Tenants in London pay 60% of income (including HB: 72% without). And on current trends, in nine years’ time there will be more households renting privately than households in their own home with a mortgage. (Figures from PriceWaterhouse Cooper). Private tenants have no security, and small and difficult redress if their landlord neglects repairs or offers only poor conditions.
Andrew Panayi, a North London landlord, was in October 2015 eventually fined £2,000 and ordered to pay £15,900 costs and repay £70,000 rent after being chased by the local council and exposed by the BBC and the Guardian. One of his less dissatisfied tenants reported: “The electricity gets cut off, and we sometimes don’t have hot water... It is really small, there’s mould on the walls and it smells”.
But Panayi is reckoned to have over 200 properties he is renting out, and the fines and repayments will have been a small dent in his income. The Tories’ Housing and Planning Bill, now in the House of Lords after completing all its stages in the Commons, and due to come into force from April 2017, will push forward the polarisation of housing in England, especially in London, into secure luxury for a few and insecure squalor for many. The bill will:
• Cut off government funding for social housing. Government money will go instead into building homes for sale.

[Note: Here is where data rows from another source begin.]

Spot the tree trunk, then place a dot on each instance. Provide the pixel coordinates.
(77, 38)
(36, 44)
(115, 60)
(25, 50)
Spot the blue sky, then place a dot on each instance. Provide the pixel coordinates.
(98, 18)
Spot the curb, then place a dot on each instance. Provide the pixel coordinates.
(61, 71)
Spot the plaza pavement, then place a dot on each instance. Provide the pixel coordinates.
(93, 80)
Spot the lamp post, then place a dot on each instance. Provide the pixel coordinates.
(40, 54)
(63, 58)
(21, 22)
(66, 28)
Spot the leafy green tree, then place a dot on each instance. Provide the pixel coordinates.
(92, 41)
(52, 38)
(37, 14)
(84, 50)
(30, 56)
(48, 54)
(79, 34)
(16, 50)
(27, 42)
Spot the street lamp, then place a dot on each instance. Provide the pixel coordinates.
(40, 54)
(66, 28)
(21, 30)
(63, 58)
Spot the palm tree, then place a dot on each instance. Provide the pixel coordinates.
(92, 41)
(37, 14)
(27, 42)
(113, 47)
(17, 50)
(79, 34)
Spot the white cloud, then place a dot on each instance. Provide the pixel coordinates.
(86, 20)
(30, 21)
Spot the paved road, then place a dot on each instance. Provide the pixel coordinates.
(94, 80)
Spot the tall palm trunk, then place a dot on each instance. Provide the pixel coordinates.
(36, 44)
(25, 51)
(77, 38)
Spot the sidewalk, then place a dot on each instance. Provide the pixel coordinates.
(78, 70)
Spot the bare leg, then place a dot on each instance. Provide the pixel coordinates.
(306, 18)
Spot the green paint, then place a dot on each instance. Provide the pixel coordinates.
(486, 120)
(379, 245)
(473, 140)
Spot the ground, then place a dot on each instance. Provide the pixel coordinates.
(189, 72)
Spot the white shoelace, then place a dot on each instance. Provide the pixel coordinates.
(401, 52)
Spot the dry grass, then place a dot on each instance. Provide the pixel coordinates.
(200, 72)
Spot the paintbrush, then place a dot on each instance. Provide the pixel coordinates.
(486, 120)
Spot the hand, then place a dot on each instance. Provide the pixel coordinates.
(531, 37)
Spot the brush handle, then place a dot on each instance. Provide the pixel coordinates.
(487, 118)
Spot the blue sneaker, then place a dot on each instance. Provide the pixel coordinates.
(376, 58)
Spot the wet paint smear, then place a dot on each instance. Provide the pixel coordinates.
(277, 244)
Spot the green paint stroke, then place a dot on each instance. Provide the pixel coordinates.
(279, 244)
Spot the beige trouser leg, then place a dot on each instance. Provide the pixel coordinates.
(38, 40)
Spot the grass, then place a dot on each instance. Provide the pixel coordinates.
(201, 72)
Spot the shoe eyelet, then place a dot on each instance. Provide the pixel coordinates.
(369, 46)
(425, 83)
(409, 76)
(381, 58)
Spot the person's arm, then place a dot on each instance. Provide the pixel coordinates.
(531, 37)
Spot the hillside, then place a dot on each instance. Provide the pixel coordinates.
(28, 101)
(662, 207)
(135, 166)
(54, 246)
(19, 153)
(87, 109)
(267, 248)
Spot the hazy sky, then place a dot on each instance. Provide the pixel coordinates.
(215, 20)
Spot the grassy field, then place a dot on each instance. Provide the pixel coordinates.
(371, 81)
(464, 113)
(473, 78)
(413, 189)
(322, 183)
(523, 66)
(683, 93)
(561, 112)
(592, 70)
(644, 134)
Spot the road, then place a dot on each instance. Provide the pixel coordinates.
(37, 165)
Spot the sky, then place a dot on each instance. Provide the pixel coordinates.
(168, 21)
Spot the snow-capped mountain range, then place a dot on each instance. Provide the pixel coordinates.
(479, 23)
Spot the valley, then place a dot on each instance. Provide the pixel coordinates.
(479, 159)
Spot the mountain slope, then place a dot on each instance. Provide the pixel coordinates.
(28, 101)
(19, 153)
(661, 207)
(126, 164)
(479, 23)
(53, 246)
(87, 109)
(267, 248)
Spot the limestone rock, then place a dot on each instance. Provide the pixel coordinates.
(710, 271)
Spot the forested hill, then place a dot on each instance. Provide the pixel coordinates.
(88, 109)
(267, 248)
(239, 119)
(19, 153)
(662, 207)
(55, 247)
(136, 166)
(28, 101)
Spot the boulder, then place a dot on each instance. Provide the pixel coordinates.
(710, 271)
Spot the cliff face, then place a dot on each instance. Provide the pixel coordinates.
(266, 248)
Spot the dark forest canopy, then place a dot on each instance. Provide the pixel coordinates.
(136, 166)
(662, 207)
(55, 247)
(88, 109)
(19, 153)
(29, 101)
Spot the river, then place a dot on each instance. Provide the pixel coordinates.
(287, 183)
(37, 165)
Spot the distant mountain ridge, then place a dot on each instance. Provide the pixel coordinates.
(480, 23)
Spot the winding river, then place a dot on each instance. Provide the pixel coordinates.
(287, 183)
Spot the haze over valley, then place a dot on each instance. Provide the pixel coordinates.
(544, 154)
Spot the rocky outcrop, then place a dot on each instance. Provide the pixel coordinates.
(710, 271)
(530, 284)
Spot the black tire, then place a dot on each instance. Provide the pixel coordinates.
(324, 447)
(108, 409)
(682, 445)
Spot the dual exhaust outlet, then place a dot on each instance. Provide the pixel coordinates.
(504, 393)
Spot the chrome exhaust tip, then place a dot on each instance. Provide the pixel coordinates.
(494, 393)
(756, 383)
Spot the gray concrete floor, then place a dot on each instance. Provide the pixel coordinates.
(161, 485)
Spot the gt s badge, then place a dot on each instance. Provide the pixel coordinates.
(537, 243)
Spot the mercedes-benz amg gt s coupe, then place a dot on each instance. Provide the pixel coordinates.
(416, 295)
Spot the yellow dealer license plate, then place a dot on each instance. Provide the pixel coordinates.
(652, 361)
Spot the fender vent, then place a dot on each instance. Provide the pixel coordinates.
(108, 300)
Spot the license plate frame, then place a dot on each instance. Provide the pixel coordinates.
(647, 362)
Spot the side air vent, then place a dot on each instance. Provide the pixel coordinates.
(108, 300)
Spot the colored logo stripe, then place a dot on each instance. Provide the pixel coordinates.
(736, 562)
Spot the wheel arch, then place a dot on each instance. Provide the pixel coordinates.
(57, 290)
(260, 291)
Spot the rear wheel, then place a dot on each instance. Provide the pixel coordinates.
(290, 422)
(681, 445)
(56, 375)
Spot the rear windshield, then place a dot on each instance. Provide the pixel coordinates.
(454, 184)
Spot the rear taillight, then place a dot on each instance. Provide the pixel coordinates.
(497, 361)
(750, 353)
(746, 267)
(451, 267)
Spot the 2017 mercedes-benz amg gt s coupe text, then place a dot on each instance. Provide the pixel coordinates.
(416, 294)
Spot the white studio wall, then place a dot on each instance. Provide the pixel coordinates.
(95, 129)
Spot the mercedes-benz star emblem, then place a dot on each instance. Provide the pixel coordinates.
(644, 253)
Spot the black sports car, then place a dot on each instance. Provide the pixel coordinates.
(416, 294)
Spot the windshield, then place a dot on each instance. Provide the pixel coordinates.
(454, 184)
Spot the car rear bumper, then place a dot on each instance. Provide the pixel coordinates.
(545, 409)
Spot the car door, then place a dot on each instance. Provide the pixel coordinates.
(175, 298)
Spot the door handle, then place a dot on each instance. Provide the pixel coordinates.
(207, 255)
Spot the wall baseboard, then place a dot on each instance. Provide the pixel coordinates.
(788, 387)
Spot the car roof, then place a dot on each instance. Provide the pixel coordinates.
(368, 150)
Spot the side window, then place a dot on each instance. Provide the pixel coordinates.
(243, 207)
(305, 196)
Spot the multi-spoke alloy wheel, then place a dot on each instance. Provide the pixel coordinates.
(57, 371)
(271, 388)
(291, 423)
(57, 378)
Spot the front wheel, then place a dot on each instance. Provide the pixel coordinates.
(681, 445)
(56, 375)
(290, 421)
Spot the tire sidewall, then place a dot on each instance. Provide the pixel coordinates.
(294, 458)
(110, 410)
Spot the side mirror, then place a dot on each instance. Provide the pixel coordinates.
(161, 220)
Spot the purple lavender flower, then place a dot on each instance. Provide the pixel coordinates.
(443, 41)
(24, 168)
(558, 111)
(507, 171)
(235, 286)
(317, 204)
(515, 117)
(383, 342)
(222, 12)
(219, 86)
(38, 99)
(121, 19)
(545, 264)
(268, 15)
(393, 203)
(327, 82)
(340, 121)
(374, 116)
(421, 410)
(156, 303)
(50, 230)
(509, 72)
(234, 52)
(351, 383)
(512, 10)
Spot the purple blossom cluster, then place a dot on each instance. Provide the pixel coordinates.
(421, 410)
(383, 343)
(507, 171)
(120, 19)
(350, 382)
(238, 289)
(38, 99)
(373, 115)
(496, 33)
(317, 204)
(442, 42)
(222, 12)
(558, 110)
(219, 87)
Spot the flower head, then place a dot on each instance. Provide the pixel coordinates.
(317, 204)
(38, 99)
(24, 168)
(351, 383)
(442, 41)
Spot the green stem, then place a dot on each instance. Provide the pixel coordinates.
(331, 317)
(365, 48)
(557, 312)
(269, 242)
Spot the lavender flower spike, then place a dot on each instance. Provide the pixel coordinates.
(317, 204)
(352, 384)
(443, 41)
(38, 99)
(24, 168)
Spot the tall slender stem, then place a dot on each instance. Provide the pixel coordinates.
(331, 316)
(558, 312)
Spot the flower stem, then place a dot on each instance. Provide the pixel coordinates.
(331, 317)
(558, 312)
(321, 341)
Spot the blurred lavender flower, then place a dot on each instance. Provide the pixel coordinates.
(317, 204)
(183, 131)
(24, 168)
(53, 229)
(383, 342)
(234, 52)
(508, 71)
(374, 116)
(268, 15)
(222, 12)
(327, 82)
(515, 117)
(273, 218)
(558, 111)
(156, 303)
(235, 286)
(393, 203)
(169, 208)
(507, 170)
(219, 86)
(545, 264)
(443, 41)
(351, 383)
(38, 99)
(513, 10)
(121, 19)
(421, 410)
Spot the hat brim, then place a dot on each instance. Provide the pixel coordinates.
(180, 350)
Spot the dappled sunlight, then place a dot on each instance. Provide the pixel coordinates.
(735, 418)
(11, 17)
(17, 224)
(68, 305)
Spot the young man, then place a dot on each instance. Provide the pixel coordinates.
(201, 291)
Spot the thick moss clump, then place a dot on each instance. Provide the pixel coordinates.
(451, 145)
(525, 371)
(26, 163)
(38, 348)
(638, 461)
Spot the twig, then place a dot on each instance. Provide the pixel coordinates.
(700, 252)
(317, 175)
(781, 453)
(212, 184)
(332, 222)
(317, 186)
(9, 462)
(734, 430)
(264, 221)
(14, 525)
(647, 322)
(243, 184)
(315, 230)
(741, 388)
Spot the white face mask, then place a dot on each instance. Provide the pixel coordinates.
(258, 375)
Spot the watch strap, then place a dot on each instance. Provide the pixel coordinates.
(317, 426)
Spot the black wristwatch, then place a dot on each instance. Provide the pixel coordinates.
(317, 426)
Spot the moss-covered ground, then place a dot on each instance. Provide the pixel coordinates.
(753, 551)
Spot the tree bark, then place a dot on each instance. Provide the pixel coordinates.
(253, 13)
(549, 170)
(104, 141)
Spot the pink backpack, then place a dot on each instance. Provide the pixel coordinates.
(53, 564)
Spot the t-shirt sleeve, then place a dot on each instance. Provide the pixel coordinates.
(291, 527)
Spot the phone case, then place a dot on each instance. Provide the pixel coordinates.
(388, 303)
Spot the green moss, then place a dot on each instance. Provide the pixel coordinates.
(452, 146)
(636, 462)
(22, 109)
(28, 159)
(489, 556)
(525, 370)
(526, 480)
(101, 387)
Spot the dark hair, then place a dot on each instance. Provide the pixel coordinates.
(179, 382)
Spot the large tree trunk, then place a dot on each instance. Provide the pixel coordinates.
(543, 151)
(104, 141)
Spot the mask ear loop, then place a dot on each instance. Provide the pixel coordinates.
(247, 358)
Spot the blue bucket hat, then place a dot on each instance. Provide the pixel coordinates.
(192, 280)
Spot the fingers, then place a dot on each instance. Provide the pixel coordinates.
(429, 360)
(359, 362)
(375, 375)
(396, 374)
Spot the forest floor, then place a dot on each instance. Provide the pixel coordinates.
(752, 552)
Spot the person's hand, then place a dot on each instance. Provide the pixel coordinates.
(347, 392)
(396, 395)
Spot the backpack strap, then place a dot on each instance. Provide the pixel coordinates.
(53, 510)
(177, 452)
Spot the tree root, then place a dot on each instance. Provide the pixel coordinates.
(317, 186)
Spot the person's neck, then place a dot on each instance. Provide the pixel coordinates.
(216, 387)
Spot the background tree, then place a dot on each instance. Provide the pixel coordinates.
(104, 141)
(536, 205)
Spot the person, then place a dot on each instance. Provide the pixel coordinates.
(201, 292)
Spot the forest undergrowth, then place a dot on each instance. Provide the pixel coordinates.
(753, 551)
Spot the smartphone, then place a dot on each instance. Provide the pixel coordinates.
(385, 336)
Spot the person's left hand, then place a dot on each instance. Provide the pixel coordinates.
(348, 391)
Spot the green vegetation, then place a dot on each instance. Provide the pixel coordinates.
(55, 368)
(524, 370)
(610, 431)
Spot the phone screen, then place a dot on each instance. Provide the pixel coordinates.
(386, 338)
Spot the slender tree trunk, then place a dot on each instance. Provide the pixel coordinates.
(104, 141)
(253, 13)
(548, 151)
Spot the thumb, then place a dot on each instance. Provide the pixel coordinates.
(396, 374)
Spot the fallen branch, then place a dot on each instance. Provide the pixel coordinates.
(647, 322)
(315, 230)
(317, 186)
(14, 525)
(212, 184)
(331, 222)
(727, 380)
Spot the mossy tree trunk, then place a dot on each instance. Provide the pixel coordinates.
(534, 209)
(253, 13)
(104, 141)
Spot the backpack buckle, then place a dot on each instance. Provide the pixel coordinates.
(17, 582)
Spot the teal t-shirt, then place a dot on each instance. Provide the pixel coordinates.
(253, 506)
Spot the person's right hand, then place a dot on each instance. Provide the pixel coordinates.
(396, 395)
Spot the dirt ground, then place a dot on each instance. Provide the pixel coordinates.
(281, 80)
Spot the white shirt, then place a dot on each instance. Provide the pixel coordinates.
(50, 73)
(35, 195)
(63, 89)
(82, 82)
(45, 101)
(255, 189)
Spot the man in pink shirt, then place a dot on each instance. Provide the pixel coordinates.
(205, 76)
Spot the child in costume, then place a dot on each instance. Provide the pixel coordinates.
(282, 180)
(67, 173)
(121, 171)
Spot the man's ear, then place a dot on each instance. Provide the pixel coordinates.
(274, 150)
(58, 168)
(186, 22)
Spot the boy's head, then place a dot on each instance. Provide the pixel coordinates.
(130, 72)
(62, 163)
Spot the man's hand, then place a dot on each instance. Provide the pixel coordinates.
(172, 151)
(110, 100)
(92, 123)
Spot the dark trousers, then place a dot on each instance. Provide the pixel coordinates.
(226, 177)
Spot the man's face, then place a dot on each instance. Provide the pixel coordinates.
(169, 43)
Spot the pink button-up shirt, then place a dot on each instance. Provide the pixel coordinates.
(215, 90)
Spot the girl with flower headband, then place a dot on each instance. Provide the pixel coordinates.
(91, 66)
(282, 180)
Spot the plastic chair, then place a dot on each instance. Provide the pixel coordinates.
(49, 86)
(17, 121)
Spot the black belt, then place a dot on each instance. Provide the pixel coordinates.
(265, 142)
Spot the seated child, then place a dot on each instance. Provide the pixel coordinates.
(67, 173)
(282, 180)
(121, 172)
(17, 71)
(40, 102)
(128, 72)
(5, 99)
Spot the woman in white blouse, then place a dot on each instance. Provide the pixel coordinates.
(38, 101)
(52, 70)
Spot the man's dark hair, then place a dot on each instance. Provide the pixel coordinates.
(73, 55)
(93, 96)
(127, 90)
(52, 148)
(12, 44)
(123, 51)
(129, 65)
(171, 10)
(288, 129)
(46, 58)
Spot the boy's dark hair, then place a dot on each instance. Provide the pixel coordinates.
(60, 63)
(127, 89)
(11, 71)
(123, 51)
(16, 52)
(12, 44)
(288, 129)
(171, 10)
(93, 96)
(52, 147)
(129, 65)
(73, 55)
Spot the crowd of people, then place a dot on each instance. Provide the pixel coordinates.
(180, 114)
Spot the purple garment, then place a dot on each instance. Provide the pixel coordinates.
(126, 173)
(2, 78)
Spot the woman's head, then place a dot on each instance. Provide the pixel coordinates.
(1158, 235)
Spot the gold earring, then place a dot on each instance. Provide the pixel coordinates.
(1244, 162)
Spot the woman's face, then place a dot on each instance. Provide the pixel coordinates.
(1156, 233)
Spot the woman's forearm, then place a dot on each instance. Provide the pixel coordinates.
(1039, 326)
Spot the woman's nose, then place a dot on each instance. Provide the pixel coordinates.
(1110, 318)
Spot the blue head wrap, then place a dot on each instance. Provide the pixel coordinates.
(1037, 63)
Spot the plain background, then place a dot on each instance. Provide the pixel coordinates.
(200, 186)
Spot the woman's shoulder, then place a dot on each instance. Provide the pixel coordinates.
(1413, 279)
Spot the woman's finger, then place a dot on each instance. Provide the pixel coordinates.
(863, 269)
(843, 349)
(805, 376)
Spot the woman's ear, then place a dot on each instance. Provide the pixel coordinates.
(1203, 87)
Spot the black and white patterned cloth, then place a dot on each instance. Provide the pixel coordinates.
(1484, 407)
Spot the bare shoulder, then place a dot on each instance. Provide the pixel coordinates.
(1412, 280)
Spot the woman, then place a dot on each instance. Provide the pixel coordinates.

• Impose higher, often much higher, “market rents” on all council tenant households earning more than £30,000 a year, or £40,000 in London.
• Limit tenancies for new council tenants to two to five years.
• Force councils to sell off their “higher-value” properties, which in some central London boroughs could be almost half their stock.
The “market rent” rule is an attempt to wreck social housing, not a corrective to a subsidy for the well-off. Council housing is not subsidised. Councils are legally obliged to balance their housing budgets separately from other budgets. It is cheaper only because councils do not make a profit from housing.
Median gross weekly earnings in the UK for full-time workers (the earnings level for people halfway up the pay chart, with 50% worse off and 50% better off) are now about £27,500 a year. Average (mean) household income in London is over £52,000. Many low-paid households with two earners will be hit by the “market rent” rule.
All this started in the Thatcher years, when the Tories abolished most of the protections for private tenants introduced in the 1960s, forced councils to sell off properties cheap to all tenants who wanted to buy, and made it financially impossible for councils to build any real quantity of new housing. The first result of Thatcher’s changes was not an immediate rise in private renting, but an expansion in people buying homes on mortgages. Many of those then suffering in the house-price crash of 1989-92, in which a total of 188,000 homes were repossessed.
By the early 1990s, the proportion of households owing homes on mortgages was sliding down from its peak of 42%. It is now below 30% and still decreasing. The average deposit demanded from a first-time buyer had risen to £55,000 by 2009 — five or six times what it was in 1988 — and has declined only slightly since then. As of April 2015, only 17% of dwellings in England were affordable at median household income, and only 0.1% in London.
The Tories are promoting a more unrestrained market in housing. As such markets generally do, it is producing polarisation.
At one end of the scale: a relentless run-down of council housing, a bit-by-bit shift by housing associations into being more like private landlords, and an explosion since about 2002 in private renting (now over 20% of households). At the other end: a steady rise in the proportion of houses and flats owned outright by better-off middle-aged and elderly people who have paid off their mortgages; and an explosion in luxury housing, especially in London.
The writer Danny Dorling has argued that in general there is no housing shortage (though more social housing needs to be built in some areas). There is “overconsumption” of housing by the rich.
Nearly 2,000 properties are lying empty in posh Kensington and Chelsea; about a third of the houses on “Billionaires’ Row”, The Bishops Avenue in Hampstead, were empty in 2014. Overall, about 600,000 dwellings are empty, a figure which has gone down a bit in recent years but is still high. And the suction on the housing market of the luxury demand pulls up the prices of more modest dwellings. It inflates urban land prices.
In Southwark, the mostly low-income borough where Solidarity has its office, a hectare of building land is valued at £41 million, which at a high building density of 150 dwellings per hectare is £270,000 per dwelling. There is not much buying or selling of the land, and ground-rents are usually fixed for long periods, so the landlords’ actual take is more limited than those figures would suggest; but comprehensive public ownership of the land, a policy proposed by bourgeois radicals even early in the 19th century, would ease the housing crisis.
The housing demonstration in London on 13 March calls for opposition to the Housing and Planning Bill; secure homes for all; and rent controls. It also wants a halt to the demolition of sound council estates (often done in order to clear land for profitable high-income development); a big council housing programme; and regulations to give security to private tenants.